Tuesday, March 17, 2015 - 00:00
The Dow Jones began the week with triple-digit gains, but has suffered triple-digit losses in the subsequent trading session, a sign of just how swingy prices have been, despite any real market-moving news flow. Also adding to the jumpiness in the market is Friday’s impending quadruple witching.
By early afternoon in New York, stocks were off their lows, though the Dow Jones (-0.57%) and S&P 500 (-0.35%) remained substantially in the red. The NASDAQ 100 crept into positive territory though, gaining 0.05% to 4372.6. Tech-bellwether Oracle ($ORCL) is set to report after the market close tonight.
Economic news has been thin today. The only significant domestic macro report was for the housing sector and it was not good news: housing starts slid to an annualized, seasonally-adjusted rate of 897,000 in February, the lowest it has been since January 2014, and a steeper-than-expected fall from January’s upwardly-revised pace of 1,081,000 units. The negativity of this result was offset to a substantial degree by building permits picking up sharply. Permits grew 3.0% in February to an annualized 1,092,000, some 7.7% higher than the year ago comparison. Though the data is seasonally adjusted, the severity of the winter weather in February is likely to have negatively affected the numbers. Despite this being a transient factor, the weakness will dampen GDP expectations for the first quarter and could well bolster the arguments of doves at the FOMC meeting.

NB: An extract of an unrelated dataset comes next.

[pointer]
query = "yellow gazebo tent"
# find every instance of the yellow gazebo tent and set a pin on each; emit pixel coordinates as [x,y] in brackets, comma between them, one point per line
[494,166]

In the FX market, the euro improved for a second successive day, though it was unable to hold above the $1.06 level. EUR/USD was up 0.22% at 1.0590, having been up as high as 1.0651 earlier in the session. USD/CAD was little changed at 1.2771 despite the release of data showing a big decline in Canadian manufacturing sales. Sales sank 1.7% in January, versus a consensus estimate for a 1.2% drop, while December was revised down a touch from +1.7% to +1.6%. Combined with the weakness already seen in volumes of exports, this new report paints a picture of softness for the Canadian economy for the start of 2015. The Bank of Canada has already factored in some weakness arising from lower energy prices for the first half of the year, but more data like today’s report could see another rate cut on the cards.